Parmi les belles promesses de cette nouvelle mouture républicaine – « démocratique, sociale écologique, laïque, féministe et émancipatrice » –, on trouve la mise hors-jeu du personnel politique de l’ancien régime au profit d’une « intervention citoyenne permanente ». Également disqualifiées, les institutions supranationales antidémocratiques (y compris l’Union européenne), pour mieux défendre « l’intérêt général humain ». Sur la touche, la marchandisation des biens communs (dont l’information)… Mazette ! Gageons que ce M6R, qui s’affiche horizontal, pourra au moins infuser dans les esprits, malgré la quatrième place de son principal champion au premier tour. Cela permettrait de contrebalancer, dans ces mêmes esprits, les tentations xénophobes et autoritaires attisées par celle qui est arrivée en deuxième position. Sinon, il risque d’être condamné aux oubliettes de l’histoire, à l’instar d’un Montebourg avant lui.

Mais revenons aux origines de cette Ve République finissante. En 1958, le Général-sauveur-de-la-France prend en main le destin du pays pour mettre fin au régime des partis de la IVe République, perçu comme un obstacle à la manifestation de la « grandeur » nationale. En instaurant un lien direct avec le peuple, sous forme de référendum plébiscitaire, De Gaulle entend s’assurer l’autorité légitime nécessaire pour moderniser les structures héritées du passé, dans la plus pure tradition bonapartiste. L’ex-empire colonial passe en gestion déléguée à des dictateurs aux ordres (les débuts de la Françafrique), le secteur industriel est confié à la technocratie issue des grandes écoles, le secteur agricole est livré à la concentration, au productivisme et à la concurrence « libre et non faussée » dans le cadre du grand marché « communautaire » européen.

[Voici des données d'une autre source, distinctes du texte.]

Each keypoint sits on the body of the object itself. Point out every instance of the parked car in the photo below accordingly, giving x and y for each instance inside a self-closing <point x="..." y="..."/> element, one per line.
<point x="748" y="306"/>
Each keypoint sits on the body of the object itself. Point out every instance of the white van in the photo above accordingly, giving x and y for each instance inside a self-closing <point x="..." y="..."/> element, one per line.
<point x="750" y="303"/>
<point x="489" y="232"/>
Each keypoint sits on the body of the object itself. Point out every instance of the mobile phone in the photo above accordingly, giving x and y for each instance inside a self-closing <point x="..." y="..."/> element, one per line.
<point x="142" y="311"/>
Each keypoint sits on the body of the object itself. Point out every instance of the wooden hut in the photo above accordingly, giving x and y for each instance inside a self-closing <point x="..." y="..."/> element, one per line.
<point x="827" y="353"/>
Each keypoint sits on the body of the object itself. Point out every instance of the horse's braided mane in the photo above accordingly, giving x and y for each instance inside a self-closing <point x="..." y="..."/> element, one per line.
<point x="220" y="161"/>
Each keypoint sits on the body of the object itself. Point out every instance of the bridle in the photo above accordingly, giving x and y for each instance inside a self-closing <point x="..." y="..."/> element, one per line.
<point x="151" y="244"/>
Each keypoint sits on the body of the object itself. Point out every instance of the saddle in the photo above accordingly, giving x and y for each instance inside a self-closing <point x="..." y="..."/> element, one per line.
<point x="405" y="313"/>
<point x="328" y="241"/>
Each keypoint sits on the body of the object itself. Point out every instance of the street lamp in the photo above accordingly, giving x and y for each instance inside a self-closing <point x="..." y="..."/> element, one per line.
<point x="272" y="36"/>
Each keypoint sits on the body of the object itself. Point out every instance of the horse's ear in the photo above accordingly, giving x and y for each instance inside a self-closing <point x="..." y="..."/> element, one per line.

L’élection du président de la République au suffrage universel direct, instituée dès 1962, et les révisions constitutionnelles qui se succèdent jusqu’à la mise en place du quinquennat en 2000, renforcent la figure du monarque républicain. Elles réintroduisent aussi l’influence des partis, certes rationalisée dans un affrontement droite-gauche, mais dont la centralité apparaît de plus en plus artificielle. En effet, cette opposition se limite, dès 1983, à une compétition d’ego pour accéder au trône, chacun s’appuyant sur une écurie partisane dont les différences programmatiques s’estompent peu à peu. Spectateur de cet affrontement stérile, l’électorat, tantôt séduit par un slogan mieux « marketé » que les autres (« travailler plus pour gagner plus »), et de plus en plus dégoûté, se détourne de la classe politique traditionnelle pour se réfugier dans l’abstention. Lorsqu’on lui donne directement la parole en réanimant l’outil référendaire à l’occasion de la ratification du traité constitutionnel européen en 2005, il vote si mal que le pouvoir est obligé de fabriquer un nouveau texte soumis cette fois à l’approbation de la représentation nationale.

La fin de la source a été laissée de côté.